Manon Aubry, Eurodéputée insoumise, parle de persécution et appelle la France à accorder l’asile…
Le vote d’une loi renforçant la répression de l’homosexualité au Sénégal a provoqué un profond malaise au sein de la gauche française. Plusieurs responsables de La France insoumise considèrent ce texte comme incompatible avec les principes historiques de défense des droits humains portés par leur formation.
La réaction la plus visible est venue de Manon Aubry, Eurodéputée insoumise et présidente de la gauche au Parlement européen, qui a dénoncé publiquement la nouvelle législation sénégalaise dans un message largement relayé sur les réseaux sociaux. «L’homosexualité n’est pas un crime. Au Sénégal, une nouvelle loi homophobe punit désormais de cinq à dix ans de prison les relations homosexuelles. Je veux exprimer mon profond désaccord avec cette persécution et ma solidarité totale avec les personnes victimes de cette homophobie. Tout mon soutien au ressortissant français arrêté. La France doit agir pour sa libération et accorder l’asile aux réfugiés sénégalais qui le demandent», a écrit la députée européenne.
Mais, au-delà de cette prise de position individuelle, les pressions deviennent de plus en plus fortes sur Jean-Luc Mélenchon et son parti. En France, plusieurs acteurs politiques, organisations de défense des droits humains et associations Lgbt interpellent désormais ouvertement les dirigeants insoumis, leur demandant de clarifier leur position vis-à-vis de leurs alliés sénégalais.
Vers une position publique de LFI ?
Selon plusieurs sources proches du mouvement, ces interpellations se sont fortement intensifiées ces derniers jours. Certains militants et élus de gauche reprochent à La France insoumise son silence relatif sur la situation sénégalaise, estimant qu’il devient difficile de maintenir une proximité politique assumée avec un pouvoir accusé de durcir la répression contre les minorités sexuelles.

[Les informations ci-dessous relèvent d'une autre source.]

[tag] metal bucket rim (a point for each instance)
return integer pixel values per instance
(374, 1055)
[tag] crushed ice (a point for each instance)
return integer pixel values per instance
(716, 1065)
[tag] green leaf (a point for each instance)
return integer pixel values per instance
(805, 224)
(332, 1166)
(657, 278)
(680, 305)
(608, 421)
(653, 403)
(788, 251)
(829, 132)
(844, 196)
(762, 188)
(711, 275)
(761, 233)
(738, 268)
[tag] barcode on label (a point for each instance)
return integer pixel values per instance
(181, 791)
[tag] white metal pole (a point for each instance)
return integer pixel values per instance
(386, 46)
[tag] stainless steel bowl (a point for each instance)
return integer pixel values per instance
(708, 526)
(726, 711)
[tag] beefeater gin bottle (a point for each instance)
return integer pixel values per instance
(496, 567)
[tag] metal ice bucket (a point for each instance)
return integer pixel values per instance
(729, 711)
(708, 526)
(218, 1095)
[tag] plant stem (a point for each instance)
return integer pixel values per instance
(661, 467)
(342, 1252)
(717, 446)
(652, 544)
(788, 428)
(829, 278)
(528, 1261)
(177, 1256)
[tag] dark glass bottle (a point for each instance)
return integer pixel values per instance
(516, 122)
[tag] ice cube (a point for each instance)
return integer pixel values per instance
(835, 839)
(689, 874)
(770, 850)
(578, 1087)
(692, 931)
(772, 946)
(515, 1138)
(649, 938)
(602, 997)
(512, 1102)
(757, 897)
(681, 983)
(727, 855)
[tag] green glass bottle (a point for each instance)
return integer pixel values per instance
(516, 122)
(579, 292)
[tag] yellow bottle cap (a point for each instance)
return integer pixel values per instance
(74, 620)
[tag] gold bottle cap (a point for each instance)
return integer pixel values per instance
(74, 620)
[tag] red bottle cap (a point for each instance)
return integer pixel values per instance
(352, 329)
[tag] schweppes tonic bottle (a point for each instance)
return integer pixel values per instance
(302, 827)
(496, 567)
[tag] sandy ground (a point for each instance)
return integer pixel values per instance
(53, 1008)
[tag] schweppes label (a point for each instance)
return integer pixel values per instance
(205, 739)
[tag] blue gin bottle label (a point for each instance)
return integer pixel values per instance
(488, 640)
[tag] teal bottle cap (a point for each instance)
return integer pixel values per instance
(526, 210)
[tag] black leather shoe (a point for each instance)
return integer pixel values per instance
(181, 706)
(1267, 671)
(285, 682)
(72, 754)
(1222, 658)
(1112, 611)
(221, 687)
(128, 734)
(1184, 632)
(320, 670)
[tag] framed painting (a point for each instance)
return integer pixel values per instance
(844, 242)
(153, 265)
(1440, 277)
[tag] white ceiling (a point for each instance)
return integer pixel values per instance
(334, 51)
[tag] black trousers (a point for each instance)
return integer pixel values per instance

Dans les cercles militants français, la question commence à devenir politiquement sensible pour les Insoumis. Plusieurs associations de défense des droits humains demandent explicitement à Jean-Luc Mélenchon «de parler à ses amis sénégalais» et d’exiger une prise de distance claire avec cette législation.
Des cadres insoumis reconnaissent en privé que cette affaire pourrait constituer un véritable casus belli entre les deux formations politiques. Certains évoquent même la possibilité d’une réaction officielle de La France insoumise dans les prochains jours afin de marquer une prise de distance avec le Pastef sur les questions sociétales.
Cette crise met surtout en lumière les contradictions profondes entre certaines gauches africaines, souvent conservatrices sur les questions de société, et les gauches européennes progressistes pour lesquelles les droits Lgbt constituent désormais une ligne rouge politique et idéologique.
Au Sénégal, où le rejet de l’homosexualité reste très majoritaire dans l’opinion publique, le pouvoir considère ce sujet comme hautement sensible sur le plan politique et culturel. En France, à l’inverse, toute ambiguïté sur ces questions expose immédiatement les responsables politiques à de fortes critiques dans leur propre camp.
Entre solidarité anti-impérialiste et divergences sociétales, l’axe Pastef–France insoumise semble ainsi confronté à sa plus grave zone de turbulence depuis sa création. Une séquence qui pourrait durablement rebattre les cartes des alliances entre mouvements politiques africains et gauches européennes.